Samuel ran his hand through his hair, causing a ripple in the thick, silver mane. There was no getting away from it, he thought, as he paced about the small tower room. Old age was besetting him. Together with unnecessary, unwanted aches along his lanky, thin-boned body had come a change in temperament.
He had transformed into a worrier.
Fifteen years ago, this would not have transpired. He’d been too full of life to worry about its possible ramifications. Where once nothing had concerned him except the next meal, the next full wind, and the next wench, and not always in that order, now concern would gnaw at him with the annoying persistence of a galley rat.
It was Duncan’s fault, all of it. Nothing but Duncan’s fault. Duncan had been the one who’d taken him away from his element, taken all of them away. For Duncan had been the leader since before the time he had reached full manhood.

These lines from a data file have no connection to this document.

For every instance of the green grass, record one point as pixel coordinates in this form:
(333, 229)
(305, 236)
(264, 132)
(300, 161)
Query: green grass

Samuel sighed. The rain increased the ache in his bones, fouling his mood further.
It had been too long since they’d been at sea, living by their wits, their fates in the hands of Neptune, he mourned. He ran his hand lovingly along the smooth, cylindrical spyglass as if it were the long, supple limb of a willing woman.
Much too long.
The land did things to a man. It civilized him, for one. The very word left a bad taste in Samuel’s mouth. The land made a man think of things such as harvests and tax collection. On the sea, the only harvest was one they’d reap from another ship and the only tax collector was fate, not some flesh-and-blood man with too much kidney pie and spirits in his belly.